The trip had not begun well. There was an ongoing gun battle at Kennedy Airport between a Port of New York security force and militants of some sort. Thus their commuter flight from Bridgeport had been diverted all the way to Dulles, the air traffic overload at LaGuardia and Newark being extreme. At Dulles they'd lucked out. Their tickets were business class, so they'd gotten on the second flight to Denver, a little more than two hours later than their scheduled flight from Kennedy.

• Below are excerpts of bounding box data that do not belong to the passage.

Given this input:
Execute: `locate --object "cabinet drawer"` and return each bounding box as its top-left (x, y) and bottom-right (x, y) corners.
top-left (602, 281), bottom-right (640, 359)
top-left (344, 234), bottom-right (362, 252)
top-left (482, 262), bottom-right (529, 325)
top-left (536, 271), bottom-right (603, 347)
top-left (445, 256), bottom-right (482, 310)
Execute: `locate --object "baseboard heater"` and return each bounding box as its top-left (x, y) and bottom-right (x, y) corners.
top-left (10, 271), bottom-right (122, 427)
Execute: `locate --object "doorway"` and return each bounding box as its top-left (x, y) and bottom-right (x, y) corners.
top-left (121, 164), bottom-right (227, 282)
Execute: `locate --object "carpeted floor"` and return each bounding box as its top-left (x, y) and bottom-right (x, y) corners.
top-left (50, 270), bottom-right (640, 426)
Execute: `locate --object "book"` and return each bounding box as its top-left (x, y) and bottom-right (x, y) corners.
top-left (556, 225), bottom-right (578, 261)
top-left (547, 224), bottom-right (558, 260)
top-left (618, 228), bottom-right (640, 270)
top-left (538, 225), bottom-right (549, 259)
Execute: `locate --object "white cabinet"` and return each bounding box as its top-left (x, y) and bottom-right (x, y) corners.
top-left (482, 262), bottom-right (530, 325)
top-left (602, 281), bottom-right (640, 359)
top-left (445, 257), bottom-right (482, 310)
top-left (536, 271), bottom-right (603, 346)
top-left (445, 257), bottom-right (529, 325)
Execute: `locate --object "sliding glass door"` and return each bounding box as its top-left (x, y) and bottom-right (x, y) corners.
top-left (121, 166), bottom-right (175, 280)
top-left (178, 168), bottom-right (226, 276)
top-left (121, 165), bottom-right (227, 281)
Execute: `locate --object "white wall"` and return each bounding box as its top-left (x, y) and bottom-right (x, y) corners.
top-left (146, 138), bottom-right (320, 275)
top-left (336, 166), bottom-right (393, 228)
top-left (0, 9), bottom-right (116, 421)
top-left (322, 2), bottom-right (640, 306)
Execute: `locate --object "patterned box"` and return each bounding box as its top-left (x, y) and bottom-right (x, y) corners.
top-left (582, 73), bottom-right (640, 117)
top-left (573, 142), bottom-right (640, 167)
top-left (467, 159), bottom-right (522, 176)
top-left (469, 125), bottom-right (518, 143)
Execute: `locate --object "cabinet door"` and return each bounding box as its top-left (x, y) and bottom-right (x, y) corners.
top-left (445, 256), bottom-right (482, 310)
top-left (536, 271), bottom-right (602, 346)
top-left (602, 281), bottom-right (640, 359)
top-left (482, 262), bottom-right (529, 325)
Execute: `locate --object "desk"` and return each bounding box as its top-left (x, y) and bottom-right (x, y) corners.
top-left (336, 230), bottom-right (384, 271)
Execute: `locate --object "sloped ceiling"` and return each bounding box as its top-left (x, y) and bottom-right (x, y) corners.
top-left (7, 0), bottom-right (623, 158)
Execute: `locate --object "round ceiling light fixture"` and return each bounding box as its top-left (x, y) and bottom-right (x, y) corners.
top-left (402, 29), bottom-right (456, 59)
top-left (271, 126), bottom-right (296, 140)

On the Denver flight, and the commuter flight to Pueblo, there'd been no complications. American Airlines had rearranged their reservations, and informed the charter plane that would take them from Pueblo to Henrys Hat.

Henrys Hat. A strange name for a town, Lee told herself.

* * *

She stared. In all her thirty-six years, Lee Shoreff had never been west of the Mississippi. And while she'd seen mountains—the Adirondacks, Greens and Catskills—she'd never seen anything remotely like the chain of snow peaks some twenty miles ahead. They stretched as far north and south as she could see from the small plane, their upper slopes white with late-September snow.

"Ben!" she murmured. "They're beautiful! I wonder how high they are."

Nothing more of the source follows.